The term comes from the French, Comédie Noire, which can be attributed to playwrights and critics of the early twentieth century.  But I’m talking about the form that is most relevant to contemporary cinema and screenwriting: American films (and their parent novels) from the mid-twentieth century to the present. The term “Black Comedy” gets confused with the even more vague “Dark Comedy,” and sometimes with stories by or about African Americans. And, because the Comedy Noir form is a vital force for good in a movie world dominated by a market-driven aversion to offending consumers (you’ll not see any product placement shots in a real comedy noir), it deserves and requires a distinctive, assertive title with literary cred.

Definition? Comedy Noir is a meta-genre with influence across story types that share a dark comedic, morbid, or satirical tone in dealing with taboo or other subject matter usually regarded as horrific, macabre, immoral, or revolting. The purest form of Comedy Noir can be detected by authorial intent: if it is to make the audience laugh at the abhorrent, it’s probably comedy noir.  A subversive challenge to social mores, hypocrisy, social institutions, and belief systems is an important, if secondary, component of Comedy Noir. It presents a stylized vision of human nature, often preposterous and exaggerated beyond the “realism” of the drama. Comedy Noir shares DNA with Film Noir (I mean the pre-film-school-neo stuff) in that cynicism, human folly, sexual deviance, and moral ambiguity accompany both forms.

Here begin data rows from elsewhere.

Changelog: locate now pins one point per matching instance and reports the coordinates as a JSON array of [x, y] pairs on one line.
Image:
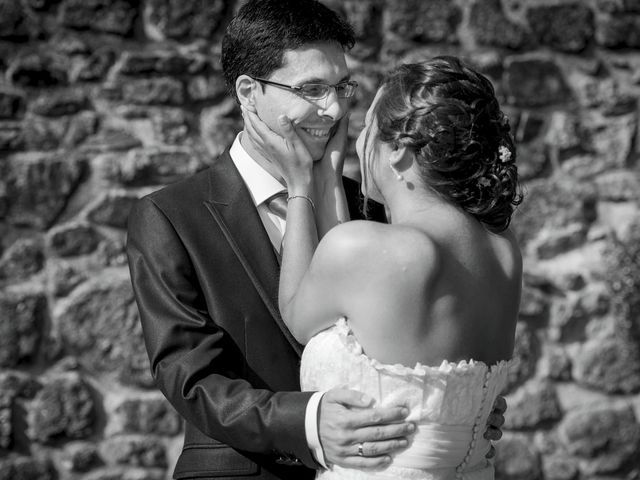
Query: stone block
[[22, 259], [153, 91], [611, 365], [64, 407], [44, 134], [559, 467], [38, 187], [111, 209], [110, 16], [57, 104], [618, 30], [11, 103], [533, 161], [11, 136], [99, 322], [525, 354], [604, 439], [560, 240], [160, 62], [22, 316], [14, 23], [125, 473], [64, 276], [39, 70], [17, 467], [73, 239], [516, 459], [553, 204], [80, 457], [567, 27], [185, 19], [618, 6], [490, 26], [153, 166], [433, 21], [170, 125], [96, 65], [533, 405], [111, 140], [147, 415], [534, 82], [555, 364], [203, 88], [135, 451]]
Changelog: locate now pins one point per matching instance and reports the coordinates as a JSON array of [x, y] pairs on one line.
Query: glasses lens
[[346, 89], [314, 91]]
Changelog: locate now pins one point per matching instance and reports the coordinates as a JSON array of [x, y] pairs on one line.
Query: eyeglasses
[[317, 91]]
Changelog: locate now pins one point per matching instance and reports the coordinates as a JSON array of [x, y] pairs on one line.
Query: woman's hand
[[332, 163], [285, 149], [327, 181]]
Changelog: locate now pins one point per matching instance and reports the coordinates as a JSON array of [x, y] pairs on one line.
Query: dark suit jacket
[[205, 277]]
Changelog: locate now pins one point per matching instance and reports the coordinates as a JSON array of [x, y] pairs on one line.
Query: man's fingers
[[495, 420], [382, 433], [493, 434], [365, 463], [500, 405], [375, 449], [348, 398]]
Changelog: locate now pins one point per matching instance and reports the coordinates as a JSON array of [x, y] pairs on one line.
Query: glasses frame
[[298, 88]]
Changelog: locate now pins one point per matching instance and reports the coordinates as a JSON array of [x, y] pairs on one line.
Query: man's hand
[[284, 148], [494, 422], [355, 435]]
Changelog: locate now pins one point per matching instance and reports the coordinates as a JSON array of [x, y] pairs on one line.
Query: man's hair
[[257, 37]]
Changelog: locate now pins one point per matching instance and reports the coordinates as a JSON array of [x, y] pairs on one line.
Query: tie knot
[[277, 204]]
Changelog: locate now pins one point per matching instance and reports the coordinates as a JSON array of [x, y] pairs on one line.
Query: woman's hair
[[448, 115], [258, 36]]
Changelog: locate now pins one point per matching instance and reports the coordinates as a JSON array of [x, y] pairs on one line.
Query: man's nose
[[332, 106]]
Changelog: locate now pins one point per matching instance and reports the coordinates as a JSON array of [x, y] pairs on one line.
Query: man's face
[[314, 120]]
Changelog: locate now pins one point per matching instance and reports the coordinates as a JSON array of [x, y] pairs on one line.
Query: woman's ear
[[401, 159], [246, 90]]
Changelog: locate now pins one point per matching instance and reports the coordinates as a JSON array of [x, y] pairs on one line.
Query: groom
[[203, 255]]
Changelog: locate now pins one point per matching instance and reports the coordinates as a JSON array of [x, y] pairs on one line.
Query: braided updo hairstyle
[[448, 115]]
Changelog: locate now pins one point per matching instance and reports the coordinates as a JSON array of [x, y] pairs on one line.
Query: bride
[[422, 311]]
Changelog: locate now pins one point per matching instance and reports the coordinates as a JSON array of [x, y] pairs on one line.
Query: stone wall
[[102, 101]]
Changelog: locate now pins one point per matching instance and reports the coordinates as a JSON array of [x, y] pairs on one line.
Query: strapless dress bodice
[[449, 404]]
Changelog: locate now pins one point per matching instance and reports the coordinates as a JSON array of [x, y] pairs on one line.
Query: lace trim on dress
[[419, 370]]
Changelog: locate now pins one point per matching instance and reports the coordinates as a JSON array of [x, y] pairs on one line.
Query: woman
[[421, 311]]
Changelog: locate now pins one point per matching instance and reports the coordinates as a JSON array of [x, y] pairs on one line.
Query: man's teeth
[[317, 132]]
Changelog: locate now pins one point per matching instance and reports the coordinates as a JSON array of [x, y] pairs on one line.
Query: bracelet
[[306, 197]]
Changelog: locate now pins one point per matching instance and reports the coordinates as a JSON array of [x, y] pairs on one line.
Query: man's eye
[[314, 90]]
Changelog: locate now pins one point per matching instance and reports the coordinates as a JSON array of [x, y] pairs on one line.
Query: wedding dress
[[449, 403]]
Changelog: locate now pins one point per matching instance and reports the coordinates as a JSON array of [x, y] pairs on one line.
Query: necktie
[[277, 204]]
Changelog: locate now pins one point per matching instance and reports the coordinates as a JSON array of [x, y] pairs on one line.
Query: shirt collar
[[260, 183]]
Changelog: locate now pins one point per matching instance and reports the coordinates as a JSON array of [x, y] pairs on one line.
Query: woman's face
[[367, 148]]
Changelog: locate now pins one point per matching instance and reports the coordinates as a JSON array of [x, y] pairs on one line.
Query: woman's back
[[431, 291]]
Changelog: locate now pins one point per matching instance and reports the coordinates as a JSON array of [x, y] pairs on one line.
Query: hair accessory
[[505, 154], [306, 197], [399, 176]]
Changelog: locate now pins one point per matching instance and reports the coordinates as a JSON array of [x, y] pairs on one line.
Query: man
[[203, 255]]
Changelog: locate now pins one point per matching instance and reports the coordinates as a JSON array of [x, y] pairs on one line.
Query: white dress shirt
[[261, 186]]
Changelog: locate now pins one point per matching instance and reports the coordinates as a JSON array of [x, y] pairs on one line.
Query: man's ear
[[401, 159], [246, 90]]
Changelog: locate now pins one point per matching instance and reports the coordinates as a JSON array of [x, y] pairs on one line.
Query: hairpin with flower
[[504, 154]]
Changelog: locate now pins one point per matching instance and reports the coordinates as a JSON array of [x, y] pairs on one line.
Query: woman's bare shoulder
[[391, 247]]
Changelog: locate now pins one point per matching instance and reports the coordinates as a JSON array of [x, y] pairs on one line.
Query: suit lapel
[[232, 207]]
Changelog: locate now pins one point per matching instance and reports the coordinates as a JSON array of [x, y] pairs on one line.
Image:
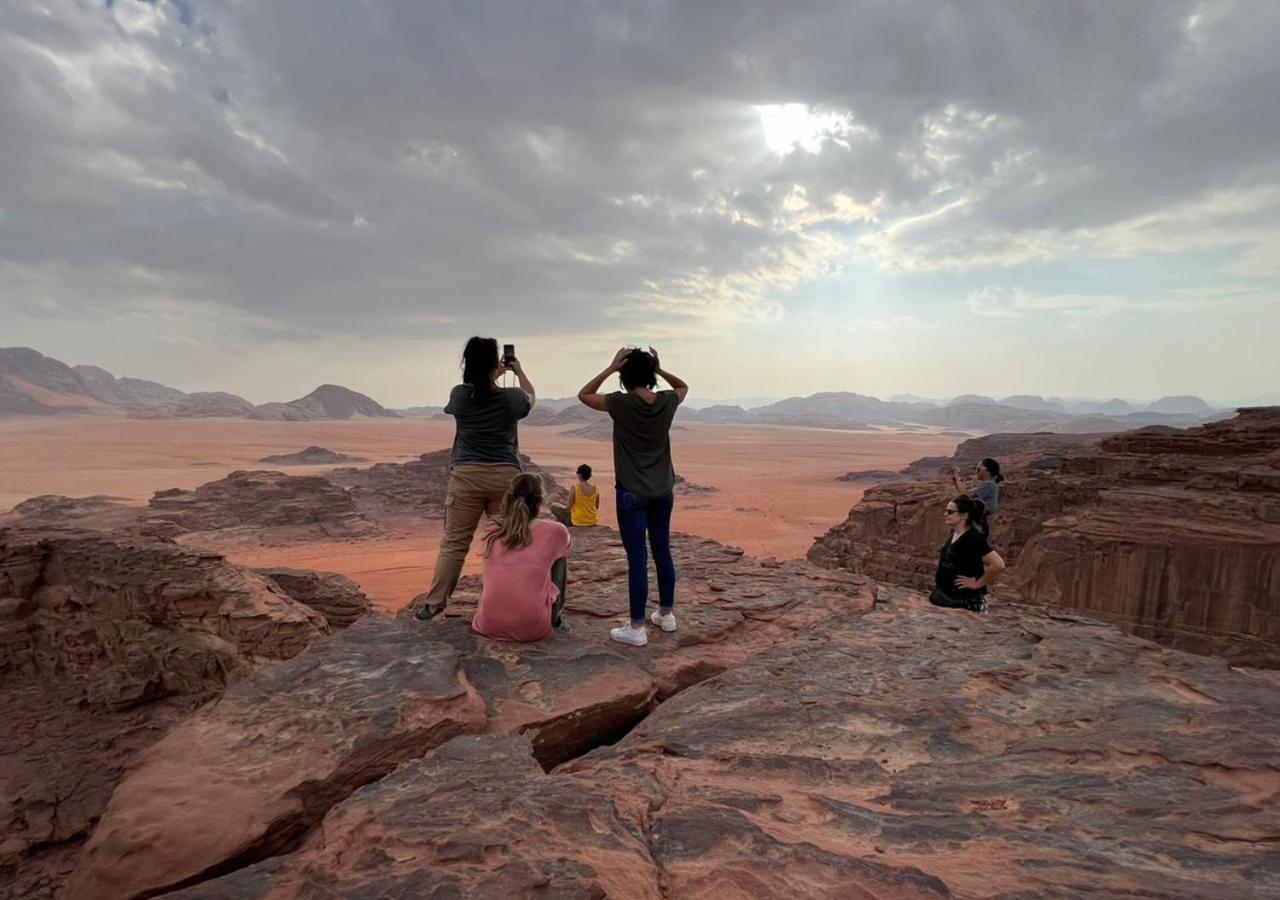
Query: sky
[[257, 196]]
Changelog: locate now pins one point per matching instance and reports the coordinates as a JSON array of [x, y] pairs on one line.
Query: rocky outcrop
[[211, 405], [119, 622], [261, 767], [328, 401], [1171, 534], [389, 490], [908, 753], [310, 456], [273, 505], [104, 644], [333, 595]]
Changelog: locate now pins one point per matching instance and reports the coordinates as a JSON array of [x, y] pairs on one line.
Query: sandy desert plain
[[776, 487]]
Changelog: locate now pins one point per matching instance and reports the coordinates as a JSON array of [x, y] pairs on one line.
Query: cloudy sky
[[1077, 199]]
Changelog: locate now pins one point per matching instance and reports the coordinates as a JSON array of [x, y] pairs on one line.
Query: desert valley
[[216, 688]]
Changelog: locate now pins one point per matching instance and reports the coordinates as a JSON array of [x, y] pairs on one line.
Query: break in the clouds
[[257, 195]]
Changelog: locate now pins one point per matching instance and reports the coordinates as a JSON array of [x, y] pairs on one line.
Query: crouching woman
[[524, 569], [967, 565]]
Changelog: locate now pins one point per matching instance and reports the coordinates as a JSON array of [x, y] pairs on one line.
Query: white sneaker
[[664, 622], [625, 634]]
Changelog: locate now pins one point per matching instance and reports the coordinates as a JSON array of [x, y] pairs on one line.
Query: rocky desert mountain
[[179, 726], [1171, 534], [36, 384]]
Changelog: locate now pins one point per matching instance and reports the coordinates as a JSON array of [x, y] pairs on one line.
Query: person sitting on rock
[[525, 570], [967, 565], [585, 499], [987, 489], [485, 457], [645, 479]]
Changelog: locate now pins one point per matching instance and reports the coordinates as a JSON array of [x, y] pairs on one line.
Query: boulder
[[247, 777], [333, 595]]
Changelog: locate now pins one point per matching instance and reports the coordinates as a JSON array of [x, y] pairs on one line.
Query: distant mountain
[[1191, 406], [33, 384], [972, 400], [1033, 402], [328, 401], [133, 394]]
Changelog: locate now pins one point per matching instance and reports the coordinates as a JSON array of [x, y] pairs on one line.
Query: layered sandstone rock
[[908, 753], [333, 595], [272, 505], [105, 642], [257, 770], [119, 622], [1171, 534], [391, 490]]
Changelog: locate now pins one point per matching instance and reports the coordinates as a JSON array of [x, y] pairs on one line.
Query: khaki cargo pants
[[475, 489]]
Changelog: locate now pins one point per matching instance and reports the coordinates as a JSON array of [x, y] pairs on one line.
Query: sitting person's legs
[[560, 578]]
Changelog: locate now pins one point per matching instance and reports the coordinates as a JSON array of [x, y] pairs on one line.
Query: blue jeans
[[636, 516]]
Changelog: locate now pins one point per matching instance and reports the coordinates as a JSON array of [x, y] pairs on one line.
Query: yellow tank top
[[583, 510]]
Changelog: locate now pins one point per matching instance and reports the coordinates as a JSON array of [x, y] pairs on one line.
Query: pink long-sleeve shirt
[[517, 594]]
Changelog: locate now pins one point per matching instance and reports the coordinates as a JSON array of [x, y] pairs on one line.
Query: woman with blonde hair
[[524, 569]]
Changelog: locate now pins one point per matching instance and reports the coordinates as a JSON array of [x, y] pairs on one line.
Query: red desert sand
[[776, 487]]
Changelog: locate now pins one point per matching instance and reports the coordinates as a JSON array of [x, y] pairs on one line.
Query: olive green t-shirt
[[641, 442]]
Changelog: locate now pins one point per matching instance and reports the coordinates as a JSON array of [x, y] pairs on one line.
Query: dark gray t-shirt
[[487, 425], [641, 442], [988, 492]]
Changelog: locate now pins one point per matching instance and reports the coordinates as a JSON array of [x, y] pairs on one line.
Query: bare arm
[[992, 565], [677, 384], [525, 384], [590, 393]]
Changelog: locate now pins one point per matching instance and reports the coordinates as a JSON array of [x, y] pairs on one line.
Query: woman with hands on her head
[[645, 479]]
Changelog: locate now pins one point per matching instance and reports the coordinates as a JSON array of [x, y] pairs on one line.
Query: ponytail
[[973, 510], [479, 360], [520, 507], [993, 467]]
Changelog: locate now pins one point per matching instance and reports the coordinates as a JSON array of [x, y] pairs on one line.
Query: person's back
[[487, 424], [585, 499], [519, 593]]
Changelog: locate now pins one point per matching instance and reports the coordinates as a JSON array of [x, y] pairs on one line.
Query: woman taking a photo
[[524, 569], [484, 461], [645, 479], [967, 565]]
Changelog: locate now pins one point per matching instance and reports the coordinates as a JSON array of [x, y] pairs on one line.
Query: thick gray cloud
[[360, 168]]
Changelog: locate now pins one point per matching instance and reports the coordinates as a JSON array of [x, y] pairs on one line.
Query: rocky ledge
[[1170, 534]]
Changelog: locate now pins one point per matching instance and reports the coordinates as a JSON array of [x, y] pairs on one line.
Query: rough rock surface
[[278, 506], [389, 490], [119, 622], [333, 595], [260, 767], [908, 753], [730, 606], [328, 401], [1171, 534], [105, 643], [310, 456]]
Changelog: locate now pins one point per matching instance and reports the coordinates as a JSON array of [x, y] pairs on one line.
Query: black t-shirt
[[487, 425], [641, 442], [958, 557]]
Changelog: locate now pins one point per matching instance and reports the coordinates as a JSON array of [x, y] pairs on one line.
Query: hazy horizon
[[906, 197]]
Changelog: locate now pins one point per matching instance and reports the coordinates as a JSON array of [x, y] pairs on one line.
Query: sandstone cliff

Comedy Noir is not merely a sub-genre of comedy. The sardonic and mordant heart of the form is expressed in stories too divergent to be contained within a single genre. Dr. Strangelove, Fargo, Starship Troopers, Catch 22, Lolita (1962 version only please!), The Loved One, They Live, and To Die For certainly cannot be adequately described as “comedies,” but they all represent Comedy Noir.

Many stories employ Comedy Noir as an ad-hoc technique within a given scene, while the over-all vision of the story is conventional. There are a number of Comedy Noir moments in Hitchcock’s Psycho (who doesn’t laugh nervously when Norman sees the car resume sinking?), but as a whole, it’s a horror film. One may count a handful of big laughs in Silence of the Lambs, but the film is a thriller rather than a Comedy Noir.

The horror/ slasher genres in general deal in a kind of fun-house gallows humor, but their intent is to arouse fear and anxiety, creating a sort of vicarious rite-of-passage for the (usually) youthful target audience. The threat in a horror film, comfortingly, is deviant: a monster, fiend, or a supernatural entity. The horror film thrill-ride tests the mettle of an individual hero who must overcome this threatening monster, but within a conventional point of view of social establishments.  In the “pure” Comedy Noir, the social establishment is the threatening monster. We can’t be comforted by the probability that the deviant or monster will be arrested or killed, because the monster is us.